Chambers v. Stop Shop Companies, Inc., No. Cv92-0327584-S (Oct. 2, 1995)

[EDITOR'S NOTE: This case is unpublished as indicated by the issuing court.]MEMORANDUM OF DECISION In this personal injury action tried to the Court, the plaintiff seeks to recover from the defendant for injuries she received in a fall on defendant's property.

At the conclusion of the plaintiff's evidence, the defendant moved for a judgment of dismissal on the grounds that the plaintiff had failed to make out a prima facie case in that she had failed to prove that the defendant had notice of the defective condition of which she complains.

While this is a very close call, the Court finds in the plaintiff's testimony sufficient facts from which it can draw the inference that the wet leaf particles had accumulated in the area and had been there for a sufficient period of time to put the defendant on notice of the existence of a potentially hazardous condition. Specifically, the Court is referring to the statements that after slipping and falling, the plaintiff noticed leaves in the area where she fell. They appeared cut and clumped together. They had been run over. They were not whole leaves but particles and were clumped together. CT Page 11521

The plaintiff fell on October 31, 1991 during a period of rain or mist and it had been raining all day. There was wind blowing.
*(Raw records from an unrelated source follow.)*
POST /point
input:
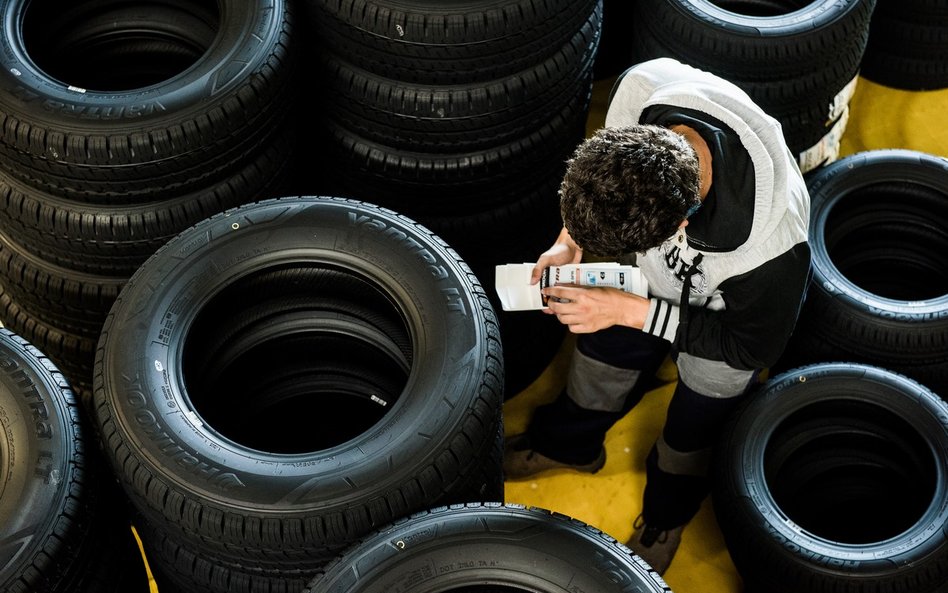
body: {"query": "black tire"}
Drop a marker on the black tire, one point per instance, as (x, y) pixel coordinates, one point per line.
(908, 45)
(832, 478)
(314, 479)
(879, 291)
(463, 116)
(488, 548)
(437, 42)
(110, 100)
(113, 239)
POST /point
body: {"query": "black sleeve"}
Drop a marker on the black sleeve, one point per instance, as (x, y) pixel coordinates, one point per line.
(761, 309)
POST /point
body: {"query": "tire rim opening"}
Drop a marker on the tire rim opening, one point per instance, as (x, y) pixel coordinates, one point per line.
(890, 239)
(850, 471)
(296, 359)
(117, 46)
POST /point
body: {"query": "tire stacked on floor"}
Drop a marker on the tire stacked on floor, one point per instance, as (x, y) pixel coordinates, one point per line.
(879, 290)
(908, 45)
(123, 124)
(63, 525)
(285, 377)
(462, 117)
(798, 60)
(526, 549)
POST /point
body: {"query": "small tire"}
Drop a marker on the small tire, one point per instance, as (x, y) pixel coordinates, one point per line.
(467, 547)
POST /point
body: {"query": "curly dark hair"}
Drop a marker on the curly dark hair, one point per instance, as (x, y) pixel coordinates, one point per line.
(628, 189)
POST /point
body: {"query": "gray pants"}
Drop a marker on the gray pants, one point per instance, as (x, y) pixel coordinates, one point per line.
(609, 373)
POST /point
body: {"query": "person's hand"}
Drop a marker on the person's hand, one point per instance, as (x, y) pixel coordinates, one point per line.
(564, 251)
(586, 309)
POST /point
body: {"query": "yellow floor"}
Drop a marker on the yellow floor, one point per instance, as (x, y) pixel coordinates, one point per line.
(880, 117)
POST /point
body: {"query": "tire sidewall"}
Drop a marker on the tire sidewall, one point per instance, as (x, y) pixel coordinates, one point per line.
(235, 54)
(816, 15)
(786, 394)
(447, 549)
(834, 183)
(152, 407)
(37, 442)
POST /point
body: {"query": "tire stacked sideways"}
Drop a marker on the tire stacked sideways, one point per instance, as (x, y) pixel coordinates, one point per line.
(122, 124)
(798, 60)
(833, 478)
(526, 549)
(63, 528)
(282, 378)
(462, 117)
(879, 290)
(908, 45)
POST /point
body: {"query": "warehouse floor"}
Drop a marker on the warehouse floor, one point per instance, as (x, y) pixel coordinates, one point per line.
(880, 117)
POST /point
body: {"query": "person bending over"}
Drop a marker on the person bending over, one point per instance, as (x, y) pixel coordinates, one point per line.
(693, 183)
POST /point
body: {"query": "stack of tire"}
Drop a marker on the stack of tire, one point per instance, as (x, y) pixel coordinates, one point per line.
(835, 474)
(833, 478)
(64, 525)
(287, 376)
(908, 45)
(461, 117)
(123, 124)
(798, 60)
(879, 291)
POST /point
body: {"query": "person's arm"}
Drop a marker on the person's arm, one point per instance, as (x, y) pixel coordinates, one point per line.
(761, 309)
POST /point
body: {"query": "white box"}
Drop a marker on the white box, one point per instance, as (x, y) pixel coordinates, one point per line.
(512, 281)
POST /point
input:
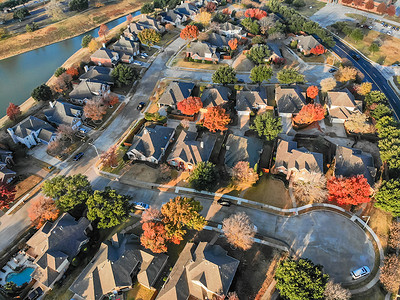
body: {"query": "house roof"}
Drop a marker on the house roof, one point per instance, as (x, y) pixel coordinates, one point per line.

The Court finds that the plaintiff has sustained her burden of proof that the defendant was negligent in permitting the accumulation of wet leaf particles in a place of heavy travel by business invitees and this condition caused the plaintiff to fall.

In determining the extent and permanence of the plaintiff's injuries, one encounters difficulty because of the plaintiff's unfortunate involvement in several motor vehicle accidents. The defendant has claimed some of the physical injury complained of here was incurred in at least one other episode. To further muddy the waters, there are apparent omissions and contradictions in the various medical reports, including the defendant's independent medical examination summary.

The defendant also alleges the plaintiff was negligent in failing to keep a proper lookout, etc. and argues that all of her complaints are subjective and that there are contradictions between her direct testimony and her deposition testimony. Finally, the defendant has produced a compensation claim form filed by the plaintiff in which she seems to indicate her use of heavy floor polishing and sanding equipment. The defendant asks the Court to infer from this that the plaintiff's right hand and arm injury have a basis in that activity.

The plaintiff's medical specials total almost $7,000 and there is also a 10% disability of the right master arm. The 5% disability of the lumbar spine is questionable in light of the other accidents and factual discrepancies referred to above.

The conclusion of the Court is that the fair and reasonable value of this case is $36,000, that the plaintiff was guilty of contributory negligence to the extent of 33 1/3% and that the sum of $24,000 represents fair and equitable compensation for these injuries, taking into account pain and suffering and the overall impact on the plaintiff. The plaintiff may therefore recover the amount of $24,000 from the defendant, plus taxable costs. Judgment may so enter.

There having been filed an offer of judgment by the plaintiff on October 2, 1992 and said date being less than 18 months form CT Page 11522 the date of the filing of the complaint on January 24, 1992, interest at the rate of 12% per annum may be added to the $24,000 recovered by the plaintiff and is added to the judgment for the plaintiff. Said sum, computed to the date of judgment, October 2, 1995, is $11,440.